Macera è sposato con una poliziotta, che presto sarà operativa nella città dei papi a fianco del marito, e ha due figli maschi, uno di 28 anni e uno più piccolo di 14, che sarà iscritto al primo anno del liceo scientifico Ruffini, un immediato segno di attaccamento al luogo di lavoro, che diventa luogo di vita.

"Mi aspetta un Ferragosto di lavoro perchè mi piace dare un segnale e sarò coi ragazzi. Abbiamo aumentato i servizi e sono pronto a sorprese che vi dirò dopo. La mia strategia operativa? La criminiltà diffusa si combatte con il controllo del territorio - precisa - mentre per la criminiltà organizzata il discorso è diverso. Ho già visto che qui non ci sono grandi famiglie radicate, ma l'infriltrazione è sempre possibile, specie quando ci sono in corso grossi appalti. Affiniremo l'intelligence investigativa, sono lieto di avere un'ottima squadra e lavorerò a stretto contatto con il capo della Mobile. Anche sull'ordine pubblico non vedo grossi rischi, le matrici son sempre quelle: tifoseria, politica e gruppi organizzati. Sono stato a Lucca e la trovo molto simile, tranne per l'articolazione del territorio che è diversa, più complessa, ammetto che lo stimolo che ho ora è di girare e conoscere. L'ho già fatto con lo scooter per i quartieri viterbesi, verificando subito il centro, San Pellegrino, San Faustino, che mi dicono abbia avuto criticità, e Prato Giardino dove c'è il camper della Polizia a supporto. Io sono abituato a mantenere la barra su due principi cardine: legge e Costituzione. Non avrò mai complicità con i giornalisti ma collaborazione, se non potrò dirvi tutto lo saprete e non dirò altro. Apro una linea di credito con la città, promettendo attenzione a tutte le problematiche, che saranno affrontate con la serietà dovuta".

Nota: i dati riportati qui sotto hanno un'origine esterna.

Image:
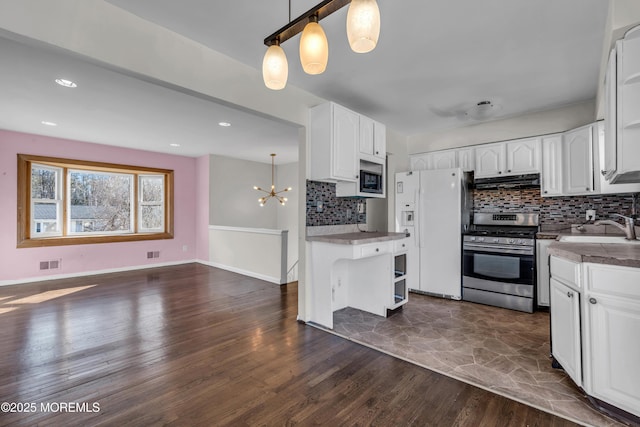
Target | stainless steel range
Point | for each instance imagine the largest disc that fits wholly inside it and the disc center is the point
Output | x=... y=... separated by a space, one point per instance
x=498 y=260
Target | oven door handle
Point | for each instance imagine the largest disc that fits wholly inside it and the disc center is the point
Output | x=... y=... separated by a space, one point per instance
x=497 y=249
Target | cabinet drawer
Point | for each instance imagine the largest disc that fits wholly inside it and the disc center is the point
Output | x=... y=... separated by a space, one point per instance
x=400 y=246
x=374 y=249
x=613 y=280
x=565 y=270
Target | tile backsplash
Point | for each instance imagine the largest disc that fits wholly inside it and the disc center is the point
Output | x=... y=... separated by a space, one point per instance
x=555 y=212
x=335 y=210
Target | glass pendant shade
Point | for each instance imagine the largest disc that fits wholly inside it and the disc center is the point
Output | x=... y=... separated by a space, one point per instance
x=363 y=25
x=314 y=48
x=275 y=69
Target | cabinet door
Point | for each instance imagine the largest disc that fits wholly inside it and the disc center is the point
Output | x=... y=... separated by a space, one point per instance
x=565 y=329
x=614 y=350
x=542 y=264
x=346 y=131
x=489 y=160
x=523 y=156
x=610 y=118
x=444 y=159
x=578 y=161
x=366 y=135
x=379 y=140
x=466 y=159
x=420 y=162
x=551 y=173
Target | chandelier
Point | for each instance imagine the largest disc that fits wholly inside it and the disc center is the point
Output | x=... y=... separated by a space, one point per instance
x=363 y=29
x=273 y=193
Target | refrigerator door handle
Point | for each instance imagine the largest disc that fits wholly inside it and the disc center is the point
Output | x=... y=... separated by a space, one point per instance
x=418 y=227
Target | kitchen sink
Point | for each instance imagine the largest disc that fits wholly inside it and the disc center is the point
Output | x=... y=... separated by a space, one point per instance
x=599 y=239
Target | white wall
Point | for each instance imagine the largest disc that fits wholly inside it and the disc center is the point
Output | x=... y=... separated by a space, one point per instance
x=233 y=201
x=397 y=161
x=533 y=124
x=287 y=215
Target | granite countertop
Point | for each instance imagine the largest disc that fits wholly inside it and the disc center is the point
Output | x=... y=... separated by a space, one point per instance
x=599 y=253
x=358 y=238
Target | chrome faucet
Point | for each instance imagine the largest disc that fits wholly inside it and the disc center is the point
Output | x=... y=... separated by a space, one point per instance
x=628 y=227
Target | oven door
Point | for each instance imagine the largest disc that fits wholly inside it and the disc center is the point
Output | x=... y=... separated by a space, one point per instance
x=499 y=264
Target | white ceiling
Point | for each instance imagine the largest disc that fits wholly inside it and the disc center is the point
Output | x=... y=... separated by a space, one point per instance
x=434 y=60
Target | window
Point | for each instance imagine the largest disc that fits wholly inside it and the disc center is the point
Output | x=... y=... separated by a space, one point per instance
x=64 y=202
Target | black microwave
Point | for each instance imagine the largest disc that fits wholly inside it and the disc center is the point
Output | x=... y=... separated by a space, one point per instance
x=370 y=182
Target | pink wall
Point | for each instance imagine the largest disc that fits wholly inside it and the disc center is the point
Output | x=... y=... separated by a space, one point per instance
x=19 y=265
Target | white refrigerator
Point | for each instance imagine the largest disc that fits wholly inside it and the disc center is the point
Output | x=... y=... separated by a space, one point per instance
x=434 y=206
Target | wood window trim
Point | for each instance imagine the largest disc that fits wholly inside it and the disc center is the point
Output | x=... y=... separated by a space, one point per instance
x=24 y=239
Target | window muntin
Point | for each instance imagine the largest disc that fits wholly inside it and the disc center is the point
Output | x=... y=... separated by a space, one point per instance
x=151 y=202
x=99 y=202
x=65 y=202
x=46 y=201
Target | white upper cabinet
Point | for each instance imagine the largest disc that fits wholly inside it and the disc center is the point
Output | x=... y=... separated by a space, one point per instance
x=334 y=138
x=366 y=135
x=490 y=160
x=466 y=159
x=623 y=111
x=578 y=161
x=379 y=140
x=523 y=156
x=520 y=156
x=551 y=175
x=443 y=159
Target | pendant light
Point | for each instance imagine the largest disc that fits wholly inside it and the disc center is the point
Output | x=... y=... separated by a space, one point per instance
x=272 y=193
x=314 y=47
x=275 y=68
x=363 y=25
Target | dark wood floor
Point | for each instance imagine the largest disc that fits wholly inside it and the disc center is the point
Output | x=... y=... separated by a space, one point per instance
x=194 y=345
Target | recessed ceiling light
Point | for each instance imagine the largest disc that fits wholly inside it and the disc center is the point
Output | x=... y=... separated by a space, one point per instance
x=66 y=83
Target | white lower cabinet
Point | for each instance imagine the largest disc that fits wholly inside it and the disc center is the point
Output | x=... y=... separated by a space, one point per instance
x=565 y=329
x=595 y=324
x=612 y=335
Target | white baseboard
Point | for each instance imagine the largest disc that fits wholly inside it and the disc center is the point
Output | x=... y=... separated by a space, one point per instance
x=92 y=273
x=253 y=274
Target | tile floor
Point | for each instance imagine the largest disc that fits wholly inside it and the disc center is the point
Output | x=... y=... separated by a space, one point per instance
x=500 y=350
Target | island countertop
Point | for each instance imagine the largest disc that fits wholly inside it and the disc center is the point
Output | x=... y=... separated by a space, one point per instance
x=357 y=238
x=599 y=253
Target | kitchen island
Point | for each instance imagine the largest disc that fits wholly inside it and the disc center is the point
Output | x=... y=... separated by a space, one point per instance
x=363 y=270
x=595 y=319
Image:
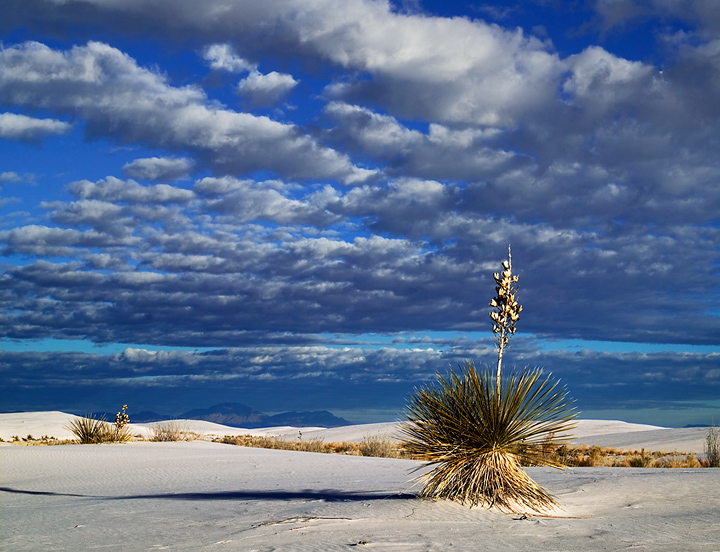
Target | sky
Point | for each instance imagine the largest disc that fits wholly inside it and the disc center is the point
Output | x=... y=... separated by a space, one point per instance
x=300 y=204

La prima prova sarà l'imminente festa di Santa Rosa: "La città non deve esere in stato di assedio ma va tutto fatto con intelligenza e serietà versi i cittadini. Non userò termini come 'tolleranza zero', non mi servono slogan, anche perché è un concetto che nasce dal sindaco Giuliani, a New York, dove esiste un sistema legislativo completamente diverso. Quello è un concetto che può essere preso in considerazione dai magistrati e non certo dai poliziotti, che devono perseguire ogni reato, sarà poi il giudice che deciderà il grado di applicazione della sanzione, un poliziotto ha solo la legge e l'intolleranza all'illiceità".